Recognizing noma as a neglected tropical disease will help accelerate a comprehensive approach to addressing the disease in the region. This approach will involve active case surveillance during mass drug administration for other neglected tropical diseases, joint training, social mobilization, and utilizing existing wound management, referral, and support systems for noma treatment. It will also prioritize person-centered healthcare delivery and encourage collaboration across sectors to mobilize for health action.

By integrating noma into existing frameworks, there is an opportunity for advocacy, funding, research, and global visibility, as well as increased political commitment. Historical experiences from countries that have successfully controlled noma demonstrate that it is possible to eliminate the disease while also reducing extreme poverty and improving living conditions.

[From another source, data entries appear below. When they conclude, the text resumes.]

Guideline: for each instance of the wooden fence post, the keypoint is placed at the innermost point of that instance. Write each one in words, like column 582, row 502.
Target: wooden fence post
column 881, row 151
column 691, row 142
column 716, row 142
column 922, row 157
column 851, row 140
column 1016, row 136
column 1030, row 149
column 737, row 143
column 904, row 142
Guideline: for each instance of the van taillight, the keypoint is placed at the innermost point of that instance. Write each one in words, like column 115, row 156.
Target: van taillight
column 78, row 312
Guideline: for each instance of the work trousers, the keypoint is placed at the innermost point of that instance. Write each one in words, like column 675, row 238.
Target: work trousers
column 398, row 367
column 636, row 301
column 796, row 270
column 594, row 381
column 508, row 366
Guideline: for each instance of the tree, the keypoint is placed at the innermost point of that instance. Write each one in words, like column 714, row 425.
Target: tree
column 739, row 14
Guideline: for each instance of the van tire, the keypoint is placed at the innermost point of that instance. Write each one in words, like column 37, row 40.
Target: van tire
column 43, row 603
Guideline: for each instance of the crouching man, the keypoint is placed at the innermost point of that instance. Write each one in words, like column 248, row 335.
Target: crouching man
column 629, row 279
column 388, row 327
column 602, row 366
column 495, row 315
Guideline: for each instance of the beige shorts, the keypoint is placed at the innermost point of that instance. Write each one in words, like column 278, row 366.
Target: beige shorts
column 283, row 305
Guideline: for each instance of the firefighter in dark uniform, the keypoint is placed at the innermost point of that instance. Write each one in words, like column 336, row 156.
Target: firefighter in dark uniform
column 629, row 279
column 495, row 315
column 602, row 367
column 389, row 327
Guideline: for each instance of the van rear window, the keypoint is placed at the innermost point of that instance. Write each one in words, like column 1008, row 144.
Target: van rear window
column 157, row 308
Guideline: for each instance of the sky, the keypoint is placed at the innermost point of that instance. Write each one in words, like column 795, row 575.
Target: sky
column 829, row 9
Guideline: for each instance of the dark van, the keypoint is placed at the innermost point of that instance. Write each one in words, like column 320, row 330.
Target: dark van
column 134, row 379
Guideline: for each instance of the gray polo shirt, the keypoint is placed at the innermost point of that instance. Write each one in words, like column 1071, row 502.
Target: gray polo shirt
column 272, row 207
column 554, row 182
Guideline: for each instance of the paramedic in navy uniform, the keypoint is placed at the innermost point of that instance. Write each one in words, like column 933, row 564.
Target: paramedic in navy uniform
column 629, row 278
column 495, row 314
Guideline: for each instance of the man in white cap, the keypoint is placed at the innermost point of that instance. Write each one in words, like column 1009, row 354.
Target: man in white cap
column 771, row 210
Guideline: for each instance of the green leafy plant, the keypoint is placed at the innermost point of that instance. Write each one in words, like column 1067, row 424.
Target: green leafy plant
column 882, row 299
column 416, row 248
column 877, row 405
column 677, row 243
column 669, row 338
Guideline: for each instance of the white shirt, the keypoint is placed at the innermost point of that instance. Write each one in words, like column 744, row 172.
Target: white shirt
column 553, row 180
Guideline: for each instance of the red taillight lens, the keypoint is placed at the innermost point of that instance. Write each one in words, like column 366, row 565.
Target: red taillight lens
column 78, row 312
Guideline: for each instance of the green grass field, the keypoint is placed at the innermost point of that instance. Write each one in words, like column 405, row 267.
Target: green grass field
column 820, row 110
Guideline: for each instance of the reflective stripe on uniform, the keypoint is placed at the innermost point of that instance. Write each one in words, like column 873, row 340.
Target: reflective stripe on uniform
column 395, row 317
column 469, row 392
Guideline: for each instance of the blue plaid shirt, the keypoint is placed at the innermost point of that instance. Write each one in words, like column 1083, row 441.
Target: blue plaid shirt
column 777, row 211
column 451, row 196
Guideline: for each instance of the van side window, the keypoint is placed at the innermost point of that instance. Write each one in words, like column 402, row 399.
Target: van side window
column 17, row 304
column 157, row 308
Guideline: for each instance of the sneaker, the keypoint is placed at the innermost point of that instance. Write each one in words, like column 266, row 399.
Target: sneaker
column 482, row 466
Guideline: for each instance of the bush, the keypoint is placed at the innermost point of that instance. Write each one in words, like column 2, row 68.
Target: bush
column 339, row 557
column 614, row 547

Dr Matshidiso Moeti, the WHO Regional Director for Africa, emphasized the severity of noma as a disease and its impact on public health. By acknowledging noma as a neglected tropical disease, we can leverage existing efforts to control and eliminate diseases, coordinate responses, and garner political support to eradicate this disease. Additionally, we can build upon the collaborative actions of countries in Africa to form a regional coalition against noma.

Since 2001, the WHO Regional Office for Africa has taken the lead in controlling noma by providing strategic guidance, tools, and capacity building to focal points at the Ministry of Health. The aim is to effectively reduce the incidence of noma as a public health issue. The Regional Noma Control Programme has focused on integrating prevention and control interventions into national health plans and strengthening primary healthcare, ultimately working towards achieving universal health coverage. The WHO Regional Office for Africa has supported eleven noma-priority countries, primarily in Western Africa, in developing and implementing national noma-control programs. These programs have been funded by the German non-governmental organization, Hilfsaktion Noma e.V., since 2013.